Sebagai perbandingan di Asia Tengah, Mariya Y. Omericheval menemukan organisasi serupa, seperti Islamic Movement of Uzbekistan (IMU), Ḥizb al-Taḥrīr al-Islāmī seperti HTI (Hizbut Tahrir Indonesia) di Indonesia, serta beberapa organisasi kecil yang kurang populer seperti Akramiya, Ḥizb al-Nuṣra, dan Jamā‘ah al-Tablīgh. [Mariya Y. Omelicheva, “The Ethnic Dimension of Religious Extremism and Terrorism in Central Asia”, 169.]
Mariya Y. Omelicheva menilai bahwa secara ideologi organisasi IMU terlihat sangat radikal, sehingga bercita-cita mengembalikan kekhalifahan dengan menumbangkan rezim yang ada. Namun, ideologi mereka tidak didukung oleh pergerakan yang transformatif dalam menarik masyarakat mengikuti pola pemikiran tersebut. Mariya Y. Omelicheva menemukan perbedaan antara IMU dan HTI, yaitu dalam masalah kekerasan. IMU terkesan cenderung kepada kekerasan, sedangkan HTI mempunyai cita-cita yang sama namun lebih memilih cara damai. [Mariya Y. Omelicheva, “The Ethnic Dimension of Religious Extremism and Terrorism in Central Asia”, 169.]

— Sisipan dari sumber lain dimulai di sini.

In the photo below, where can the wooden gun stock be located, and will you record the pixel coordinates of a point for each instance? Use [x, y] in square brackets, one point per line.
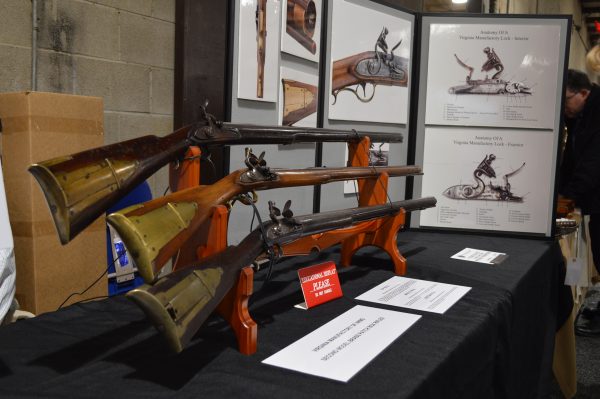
[299, 101]
[261, 45]
[179, 303]
[301, 22]
[154, 231]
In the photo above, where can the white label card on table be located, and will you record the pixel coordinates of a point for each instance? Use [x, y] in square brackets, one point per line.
[480, 256]
[411, 293]
[342, 347]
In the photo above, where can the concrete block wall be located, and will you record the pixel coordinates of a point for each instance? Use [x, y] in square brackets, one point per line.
[120, 50]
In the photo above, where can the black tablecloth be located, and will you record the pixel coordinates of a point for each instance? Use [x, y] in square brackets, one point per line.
[497, 341]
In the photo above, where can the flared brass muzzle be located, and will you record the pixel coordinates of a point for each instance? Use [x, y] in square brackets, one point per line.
[56, 199]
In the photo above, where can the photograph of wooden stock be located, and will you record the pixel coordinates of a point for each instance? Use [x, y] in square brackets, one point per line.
[301, 22]
[261, 45]
[180, 302]
[154, 232]
[80, 187]
[299, 101]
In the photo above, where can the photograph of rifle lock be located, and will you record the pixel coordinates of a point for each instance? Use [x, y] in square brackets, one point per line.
[301, 21]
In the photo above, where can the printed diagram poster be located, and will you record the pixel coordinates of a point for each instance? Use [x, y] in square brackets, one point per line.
[301, 28]
[298, 98]
[493, 75]
[258, 50]
[488, 179]
[370, 59]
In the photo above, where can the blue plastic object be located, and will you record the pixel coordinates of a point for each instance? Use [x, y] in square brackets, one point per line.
[139, 194]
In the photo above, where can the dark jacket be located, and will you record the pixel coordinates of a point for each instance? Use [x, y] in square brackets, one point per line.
[580, 169]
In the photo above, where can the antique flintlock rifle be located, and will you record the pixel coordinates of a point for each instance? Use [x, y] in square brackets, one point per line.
[261, 45]
[378, 67]
[81, 187]
[180, 302]
[299, 101]
[154, 232]
[301, 22]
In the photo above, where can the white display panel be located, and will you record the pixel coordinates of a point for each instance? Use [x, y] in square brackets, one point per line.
[509, 192]
[248, 58]
[513, 80]
[289, 44]
[356, 30]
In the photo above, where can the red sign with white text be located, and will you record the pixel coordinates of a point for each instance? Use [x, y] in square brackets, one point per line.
[320, 283]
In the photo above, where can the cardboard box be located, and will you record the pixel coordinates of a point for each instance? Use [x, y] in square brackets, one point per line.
[35, 127]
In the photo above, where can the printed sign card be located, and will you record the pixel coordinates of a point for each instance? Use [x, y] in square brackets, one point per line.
[320, 284]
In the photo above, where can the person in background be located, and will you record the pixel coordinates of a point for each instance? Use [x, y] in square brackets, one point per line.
[580, 174]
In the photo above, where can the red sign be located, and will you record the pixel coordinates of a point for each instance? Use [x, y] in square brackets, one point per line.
[320, 283]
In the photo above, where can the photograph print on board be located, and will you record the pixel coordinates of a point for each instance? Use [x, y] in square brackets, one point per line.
[298, 98]
[302, 35]
[258, 50]
[370, 60]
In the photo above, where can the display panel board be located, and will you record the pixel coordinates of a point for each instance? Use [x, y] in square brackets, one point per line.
[298, 73]
[492, 75]
[488, 126]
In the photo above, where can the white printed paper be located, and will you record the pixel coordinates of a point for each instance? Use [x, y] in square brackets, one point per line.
[480, 256]
[410, 293]
[342, 347]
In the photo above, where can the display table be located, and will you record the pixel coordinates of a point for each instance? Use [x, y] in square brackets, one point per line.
[497, 341]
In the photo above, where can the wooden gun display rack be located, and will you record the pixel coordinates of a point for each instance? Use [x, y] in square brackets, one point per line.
[212, 238]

Ia meyimpulkan bahwa radikalisme keagamaan tidak murni disebabkan oleh doktrin agama yang dianut, tetapi perbedaan etnis di Asia Tengah menjadi pemicu utama kelahiran gerakan-gerakan radikal. [Mariya Y. Omelicheva, “The Ethnic Dimension of Religious Extremism and Terrorism in Central Asia”, 179.]
Baik Greg Fealy maupun Mariya Y. Omelicheva, secara tidak langsung sepakat bahwa radikal lebih tepat disematkan kepada kelompok yang mempunyai kecenderungan kepada superioritas keagamaan dan kekerasan. Kenyataan ini juga pernah diungkapkan oleh Francesco Cavatorta saat menulis konsep kekerasan suatu kelompok radikal. Ia menemukan bahwa kelompok radikal memang lebih cenderung kepada dua hal tersebut. Bahkan ia menambahkan bahwa orang-orang yang tergabung dalam kelompok radikal akan merasa ajaran mereka adalah yang paling murni dan berbeda dari yang lainnya. [Francesco Cavatorta, “The ‘War on Terrorism’-Perspectives from Radical Islamic Groups”, Irish Studies in International Affairs, Vol. 16 (2005), 46.]
Berdasarkan pandangan ini, term radical tidak tepat digunakan dalam ranah teologis, karena lebih cenderung kepada fenomena sosial dari suatu organisasi keagamaan.
Sumber: Arrazy Hasyim, Teologi Muslim Puritan: Genealogi dan Ajaran Salafi (Tangerang Selatan: Darus-Sunnah, 2019). h. 38-40.